One of the deadliest conflicts, World War I recorded more than 37 million casualties, both civilian and military.
Despite the carnage and substantial death, there were those who were beacons of strength in the face of adversity — heroes who put the lives of others before their own.
Today, Google celebrates one of those heroes: Edith Cavell.
WHO WAS EDITH CAVELL?
Born in a village near Norwich, England on December 4, 1865, Cavell was a British nurse who worked in German-occupied Belgium throughout the war, and as well as nursing wounded servicemen, she helped smuggle soldiers out of Belgium into neutral Netherlands.
Nursing was not always Cavell’s chosen industry. As a young woman, she cared for her seriously ill father and it was this experience that inspired her to pursue a career as a nurse at the age of 30.

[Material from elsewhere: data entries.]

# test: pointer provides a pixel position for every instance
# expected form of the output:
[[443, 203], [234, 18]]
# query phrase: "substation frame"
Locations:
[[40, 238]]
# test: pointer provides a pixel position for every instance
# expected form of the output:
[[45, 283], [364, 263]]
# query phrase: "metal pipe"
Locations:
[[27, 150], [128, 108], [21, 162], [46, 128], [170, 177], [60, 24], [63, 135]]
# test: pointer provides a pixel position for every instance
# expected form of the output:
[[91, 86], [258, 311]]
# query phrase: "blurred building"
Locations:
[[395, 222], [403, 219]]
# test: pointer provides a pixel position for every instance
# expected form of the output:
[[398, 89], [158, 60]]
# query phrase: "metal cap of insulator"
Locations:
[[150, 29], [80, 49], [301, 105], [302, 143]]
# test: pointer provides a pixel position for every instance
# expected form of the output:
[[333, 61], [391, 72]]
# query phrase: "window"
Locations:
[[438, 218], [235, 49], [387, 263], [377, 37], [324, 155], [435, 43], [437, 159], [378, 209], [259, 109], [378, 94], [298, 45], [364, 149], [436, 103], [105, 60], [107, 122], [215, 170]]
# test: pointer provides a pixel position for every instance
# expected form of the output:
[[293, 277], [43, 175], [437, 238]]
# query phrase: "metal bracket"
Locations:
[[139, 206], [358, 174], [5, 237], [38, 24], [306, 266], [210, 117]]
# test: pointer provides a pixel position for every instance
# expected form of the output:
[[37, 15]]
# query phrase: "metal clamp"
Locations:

Cavell commenced training at the Royal London Hospital under the guidance of Matron Eva Lückes, a close companion to Florence Nightingale. Cavell continued to nurse patients across the UK before moving to Belgium. It was here she was appointed as the first matron of training hospital the Berkendael Institute in Brussels.
Nursing became her life. She never married. Rather, she was married to the idea of helping others, pioneering modern nursing in the process. She was recorded as stating: “I can’t stop while there are lives to be saved.”

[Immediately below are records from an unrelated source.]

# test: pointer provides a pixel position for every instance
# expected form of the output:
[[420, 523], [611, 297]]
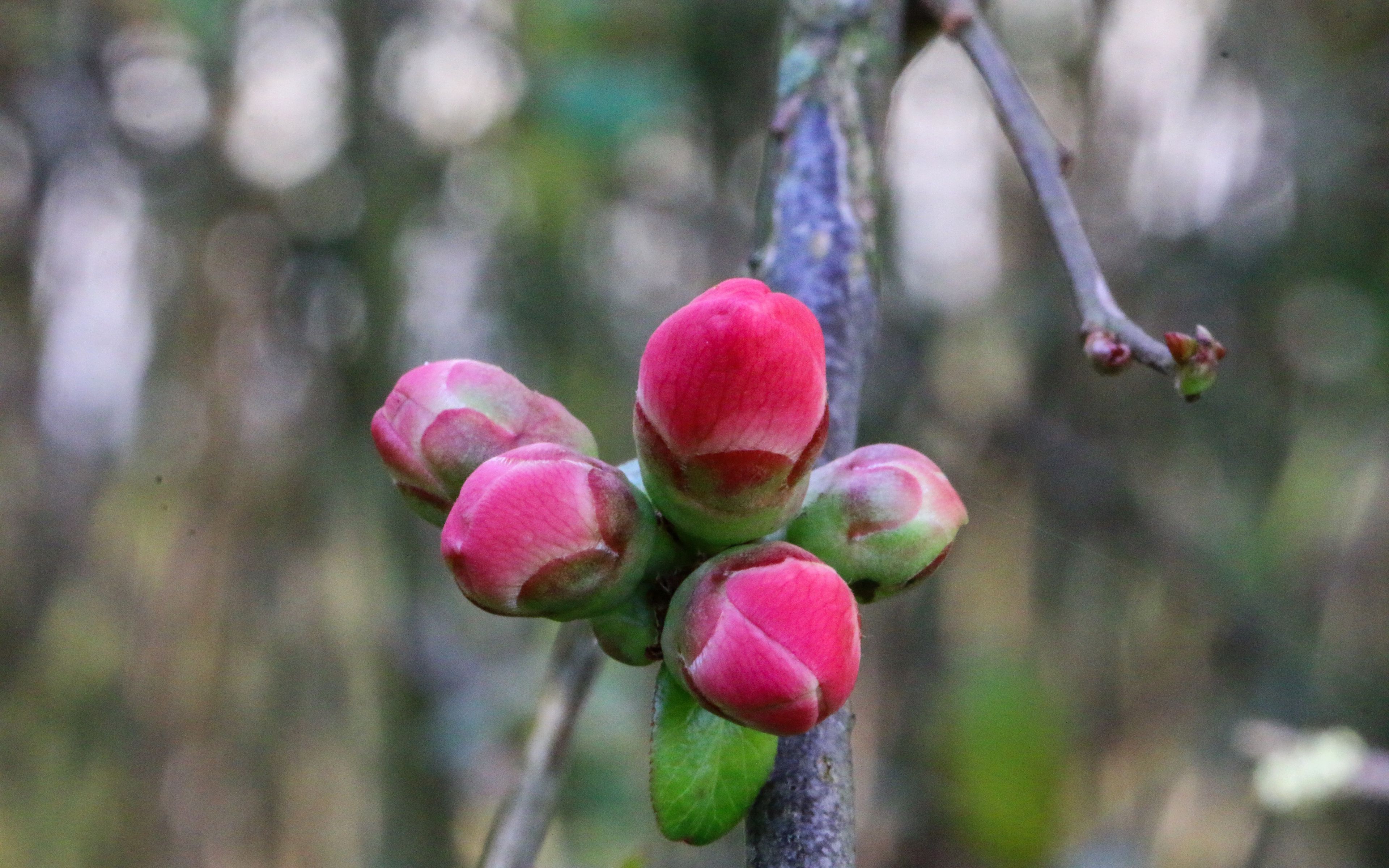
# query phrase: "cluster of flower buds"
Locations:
[[730, 418]]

Cavell was known for her heroism throughout World War I. At the time war broke out, she was visiting her family in the UK. But on hearing the news, Cavell packed her bags, returning to Brussels to aid those worst hit by the global carnage, treating casualties regardless of nationality.
Cavell became involved with a covert group which sheltered European soldiers, chiefly those from France and Britain. Through her actions, the lives of 200 men were saved.
But it was this work which would ultimately see her killed. In 1915, she was arrested and charged with treason. A confession in the German military court eventually led to her execution on October 12, 1915.
Despite her execution being legal under international law, it caused outrage in her native Britain and many neutral countries.
Shortly after her death, the Nation’s Fund for Nurses was launched, endeavouring to help those who “sought the health of others at the expense of their own”. Later, the fund would be dubbed the Cavell Nurses’ Trust.
Today, Google celebrates a nurse who sacrificed her own life for the benefit of countless others. Happy 153rd birthday to Edith Cavell!